Richman, who is also an artist, met pop-artist and filmmaker Andy Warhol, who invested in the early success of The Velvet Underground.
A crucial element to The Velvet Underground’s rise to fame, Warhol’s Factory played a huge role in the documentary. It’s credited with originating the contemporary image of fame. Artists, models and creative-minded people from all around came to the Factory and wanted to work with Warhol just to be seen, when this new idea of glamor was emerging in pop culture.
Interested in film and art, Richman tried to form a working relationship with Warhol like he did with The Velvet Underground. Unfortunately, the shooting of Warhol interrupted that chance.

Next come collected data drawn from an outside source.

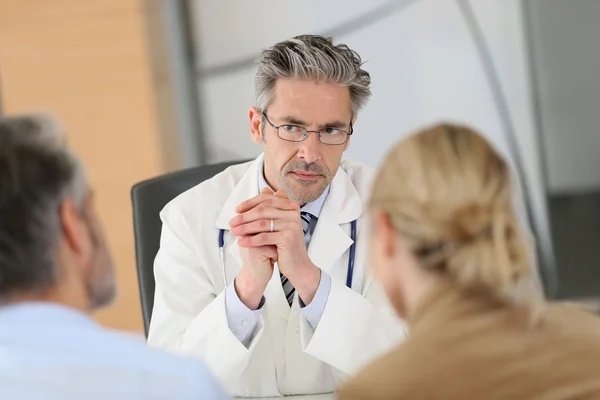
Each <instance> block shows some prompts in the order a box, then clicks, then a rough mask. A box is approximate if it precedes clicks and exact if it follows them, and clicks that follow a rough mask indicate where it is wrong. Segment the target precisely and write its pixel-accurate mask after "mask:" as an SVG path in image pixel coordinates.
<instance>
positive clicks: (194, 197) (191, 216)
mask: <svg viewBox="0 0 600 400" xmlns="http://www.w3.org/2000/svg"><path fill="white" fill-rule="evenodd" d="M253 162H254V161H249V162H245V163H242V164H236V165H232V166H230V167H228V168H226V169H225V170H223V171H221V172H219V173H218V174H216V175H215V176H213V177H212V178H210V179H207V180H205V181H204V182H201V183H199V184H198V185H196V186H194V187H192V188H191V189H188V190H186V191H185V192H183V193H181V194H180V195H179V196H177V197H175V198H174V199H173V200H171V201H170V202H169V203H167V205H166V206H165V207H164V209H163V210H162V211H161V216H163V215H168V214H170V213H172V212H179V213H183V214H184V215H185V217H186V218H187V217H190V218H198V216H199V215H213V214H215V215H218V213H219V212H220V210H221V207H222V206H223V204H224V203H225V201H226V200H227V199H228V198H229V196H230V195H231V193H232V192H233V190H234V189H235V187H236V185H237V184H238V183H239V181H240V180H241V179H242V177H243V176H244V174H245V173H246V172H247V171H248V169H249V168H250V166H251V165H252V163H253ZM199 209H201V210H202V211H203V212H202V213H198V212H197V210H199ZM215 218H216V216H215Z"/></svg>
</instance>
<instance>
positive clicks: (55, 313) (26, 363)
mask: <svg viewBox="0 0 600 400" xmlns="http://www.w3.org/2000/svg"><path fill="white" fill-rule="evenodd" d="M225 398H227V396H226V395H225V394H224V393H223V392H222V391H221V389H220V388H219V386H218V384H217V383H216V381H215V380H214V379H213V378H212V377H211V375H210V373H209V372H208V370H207V369H206V367H204V365H203V364H202V363H201V362H199V361H197V360H192V359H187V358H180V357H177V356H174V355H169V354H166V353H162V352H160V351H158V350H153V349H149V348H148V347H146V344H145V342H144V340H143V338H141V337H140V338H139V339H138V338H136V337H133V336H129V335H127V334H124V333H118V332H113V331H108V330H105V329H103V328H101V327H100V326H98V325H97V324H96V323H95V322H94V321H93V320H92V319H91V318H90V317H88V316H87V315H85V314H83V313H81V312H79V311H77V310H74V309H71V308H67V307H63V306H60V305H57V304H52V303H41V302H40V303H21V304H15V305H9V306H1V307H0V399H3V400H4V399H7V400H9V399H10V400H12V399H19V400H21V399H36V400H38V399H43V400H45V399H61V400H65V399H66V400H69V399H103V400H104V399H111V400H112V399H128V400H129V399H218V400H220V399H225Z"/></svg>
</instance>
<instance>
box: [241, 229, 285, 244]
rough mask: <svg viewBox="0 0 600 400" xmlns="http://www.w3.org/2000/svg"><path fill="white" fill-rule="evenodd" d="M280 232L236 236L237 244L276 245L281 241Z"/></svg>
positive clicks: (270, 232) (280, 233)
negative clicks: (236, 238) (244, 235)
mask: <svg viewBox="0 0 600 400" xmlns="http://www.w3.org/2000/svg"><path fill="white" fill-rule="evenodd" d="M281 239H282V238H281V232H268V233H259V234H257V235H248V236H240V237H238V246H240V247H261V246H277V244H278V243H279V242H281Z"/></svg>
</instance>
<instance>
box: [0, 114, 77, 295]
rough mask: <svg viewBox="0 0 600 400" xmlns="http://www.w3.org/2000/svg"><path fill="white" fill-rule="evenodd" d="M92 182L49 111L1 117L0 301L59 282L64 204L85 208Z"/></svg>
mask: <svg viewBox="0 0 600 400" xmlns="http://www.w3.org/2000/svg"><path fill="white" fill-rule="evenodd" d="M87 193H88V184H87V178H86V174H85V170H84V168H83V165H82V163H81V162H80V161H79V159H78V158H77V157H76V156H75V155H74V154H73V153H71V152H70V151H69V149H68V148H67V147H66V143H65V138H64V136H63V135H62V129H61V128H60V127H59V125H58V123H57V122H56V121H55V120H54V119H53V118H51V117H50V116H48V115H45V114H31V115H23V116H15V117H9V118H0V299H6V298H7V297H10V296H12V295H14V294H17V293H19V292H23V291H44V290H46V289H48V288H49V287H51V285H52V284H53V283H54V282H55V280H56V255H57V246H58V243H59V238H60V236H61V220H60V206H61V204H62V202H63V201H64V200H65V199H67V198H71V199H73V201H74V202H75V204H76V205H77V207H78V208H79V209H80V210H81V211H83V206H84V201H85V198H86V195H87Z"/></svg>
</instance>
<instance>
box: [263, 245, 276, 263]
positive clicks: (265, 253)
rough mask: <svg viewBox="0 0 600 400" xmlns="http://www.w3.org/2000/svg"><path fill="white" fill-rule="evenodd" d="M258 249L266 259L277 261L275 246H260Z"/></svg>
mask: <svg viewBox="0 0 600 400" xmlns="http://www.w3.org/2000/svg"><path fill="white" fill-rule="evenodd" d="M259 249H260V251H261V252H262V253H263V254H264V255H265V256H266V257H268V258H270V259H271V260H273V261H277V257H279V254H278V253H277V247H276V246H262V247H259Z"/></svg>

“Once he got shot, all bets were off,” Richman said.
The documentary said The Velvet Underground did with music what avant-garde artists did with film and literature.
In the film, artist and composer La Monte Young described the electric hums of the band’s natural harmonics as the “drone of Western civilization.”
Although their style and attitudes did not align with the usual themes of the hippy subculture, The Velvet Underground’s dreamlike sound created an audial portal that was as kaleidoscopic as the love-and-peace anthems of the complementary “flower child.”
Their music represented grace within the struggle to go through the fixed constraints of society to reach light and liberation. You can hear that diamond in the rough being extracted through the harmony found in the seemingly dissonant chords of their music — the same way Richman found his joy as an artist through the uncertainty of his youth that took him there.